Und ja, es ist unangenehm. Es ist schwer. Aber weißt du, was noch schwerer ist? Jahr für Jahr am selben Punkt zu stehen und sich zu fragen: „Warum ändert sich nichts?“
Wann sind Menschen wirklich bereit?
Ich erkenne es daran, wenn jemand sich für eine längere Begleitung entscheidet. Drei, sechs oder neun Monate. Dann zeigt sich, wie viele Schritte sie wirklich bereit sind zu gehen.
Nicht jeder geht alle Schritte. Manche brauchen sehr lange, bis sie einen Schritt gehen können. Das ist normal. Transformation benötigt Zeit.
Aber die Bereitschaft zeigt sich in der Verbindlichkeit. In der Entscheidung, dranzubleiben, auch wenn es schwer wird.
Die Geschwindigkeit der Veränderung
Manche Menschen glauben, Veränderung müsse schnell gehen. Aber echte, tiefgreifende Transformation braucht Zeit. Deswegen bin ich immer für die neun Monate Begleitung.
Es ist wie beim Lernen einer neuen Sprache. Du kannst nicht erwarten, dass du nach einem Tag fließend sprichst. Du musst täglich üben, dich immer wieder überwinden, immer wieder über deine Komfortzone hinausgehen.
Heilung ist ein Marathon, kein Sprint.
Der Körper lügt nie
Hier ist etwas, was die meisten übersehen: Dein Körper weiß die Wahrheit. Während dein Verstand dir erzählt „Das weiß ich alles“, reagiert dein Körper anders. Die Anspannung im Nacken, wenn das Thema aufkommt. Das flaue Gefühl im Magen. Die Unruhe, die dich nachts wachhält.
Der Körper speichert, was der Verstand verdrängt. Und er zeigt dir ehrlich, wo noch Arbeit zu tun ist.
Wahre Integration geschieht nicht im Kopf. Sie geschieht, wenn Kopf, Herz und Körper wieder in Einklang sind.
Die Scham des Nicht-Wissens
Ich erlebe das gerade mit einer Teilnehmerin. Sie hat sich angemeldet, damit ich ihr zur Seite stehen kann. Aber dann traut sie sich wochenlang nicht, sich bei mir zu melden. Warum? Weil sie Angst hat, ich könnte denken, sie wüsste es nicht, sie könne es nicht.Dann kommt noch die Scham dazu: „Mein Gott, ich weiß das ja alles noch nicht.
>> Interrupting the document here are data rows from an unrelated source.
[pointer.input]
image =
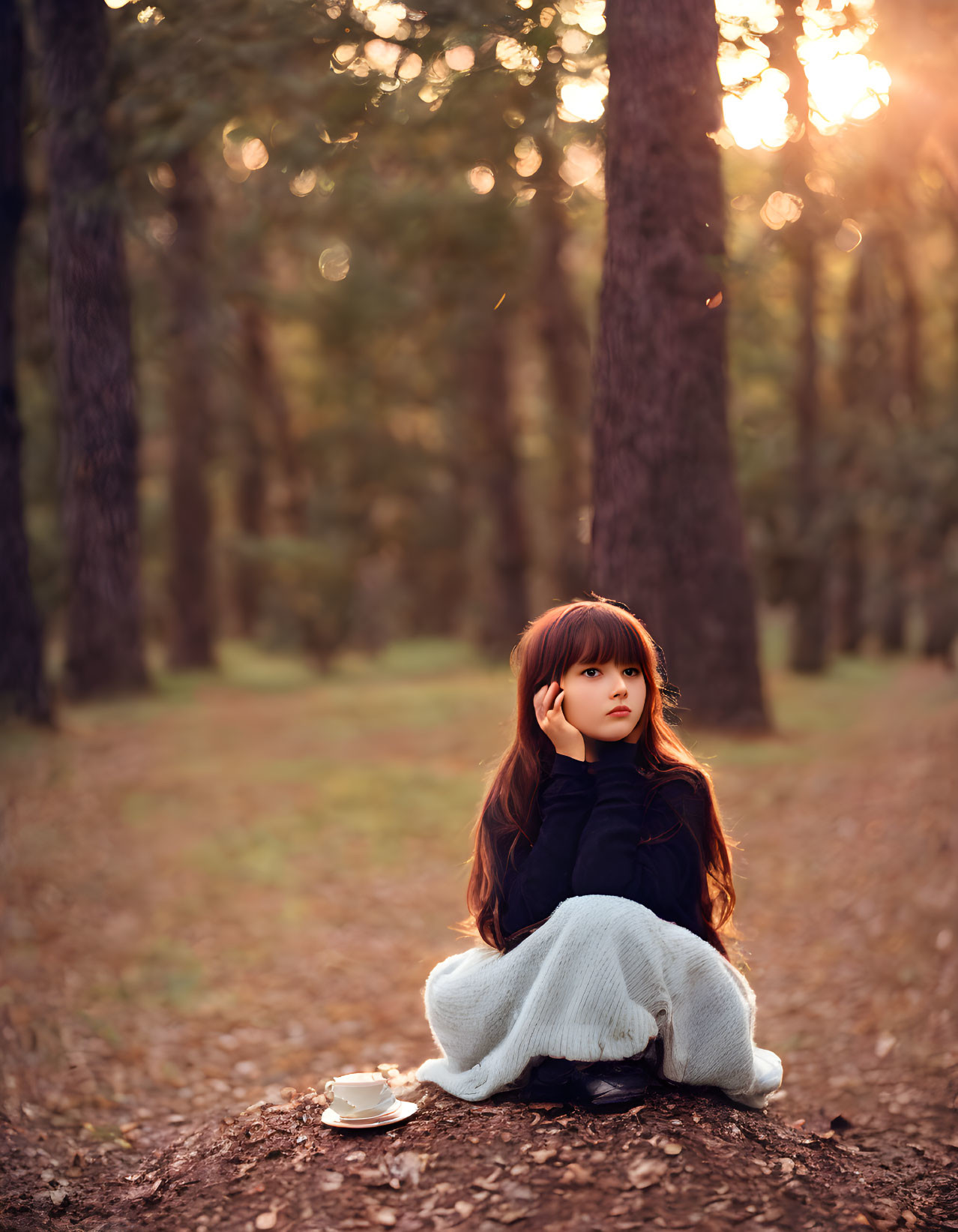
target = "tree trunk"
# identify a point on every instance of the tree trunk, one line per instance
(91, 339)
(190, 343)
(851, 584)
(268, 393)
(250, 476)
(504, 607)
(668, 534)
(22, 684)
(565, 345)
(808, 651)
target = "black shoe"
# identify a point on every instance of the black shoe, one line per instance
(549, 1081)
(609, 1082)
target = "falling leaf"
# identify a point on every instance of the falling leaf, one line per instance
(885, 1044)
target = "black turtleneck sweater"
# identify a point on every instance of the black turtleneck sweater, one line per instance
(594, 818)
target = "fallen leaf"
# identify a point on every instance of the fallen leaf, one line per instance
(509, 1214)
(647, 1172)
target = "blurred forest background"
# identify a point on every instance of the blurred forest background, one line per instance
(364, 250)
(337, 341)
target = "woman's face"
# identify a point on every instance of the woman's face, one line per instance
(595, 690)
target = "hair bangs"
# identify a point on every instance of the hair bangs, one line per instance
(603, 634)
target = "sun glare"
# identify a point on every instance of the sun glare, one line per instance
(843, 82)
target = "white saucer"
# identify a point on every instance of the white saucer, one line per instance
(400, 1111)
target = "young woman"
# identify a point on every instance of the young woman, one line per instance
(600, 889)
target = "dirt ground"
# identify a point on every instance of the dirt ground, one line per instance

Jetzt kann ich das der Claudia ja nicht sagen.“
Das ist kompletter Bullshit.
Niemand erwartet von dir, dass du schon alles weißt. Niemand erwartet von dir, dass du schon alles kannst. Genau deswegen suchst du dir ja Hilfe.
Die Angst, „zu dumm“ oder „zu wenig entwickelt“ zu sein für Hilfe, hält mehr Menschen gefangen als alle anderen Ängste zusammen.
Das ist der perfekte Teufelskreis: Sie braucht Hilfe, aber traut sich nicht, um Hilfe zu bitten, weil sie glaubt, sie müsste es schon können.
Die Angst vor dem Investieren – in sich selbst
Viele Menschen gehen überall hin und hoffen, dort etwas zu hören, was sie weiterbringt. Aber echte Verbindlichkeit? Fehlanzeige. Sie wollen investieren, aber nicht wirklich. Sie wollen Veränderung, aber bitte ohne Risiko.
Das Geld ist nur der Vorwand. Die wahre Angst liegt tiefer: die Angst, sich selbst ernst zu nehmen.
Geld zu investieren bedeutet Verbindlichkeit. Es bedeutet, dass du nicht mehr nur hoffst und träumst, sondern tatsächlich handelst. Dass du aufhörst, darauf zu warten, dass sich etwas von alleine ändert.
Für viele ist das Geld der letzte Ausweg vor der Veränderung. Solange sie nichts investieren, können sie sich vormachen, sie würden „ja schon was tun“. Aber echtes Investment? Das macht es real. Und das macht Angst.
Der Mut zum ersten Schritt
Egal, ob du schon Jahre an dir arbeitest oder gerade erst anfängst, letztendlich ist es egal. Jemand kann schon viele Jahre „dran sein“ und noch keinen wirklichen Schritt gegangen sein. Dann ist er immer noch am Anfang.
Weil er eben immer ausweicht. Weil er das Wissen als Ausrede benutzt, um nicht handeln zu müssen.
Der Unterschied zwischen denen, die sich verändern, und denen, die stehenbleiben, ist nicht das Wissen. Es ist der Mut, zu handeln. Auch wenn es wehtut.
Du kommst nicht dahin, wo du hinwillst, wenn du dich selbst belügst. Wenn du so tust, als wäre Wissen genug.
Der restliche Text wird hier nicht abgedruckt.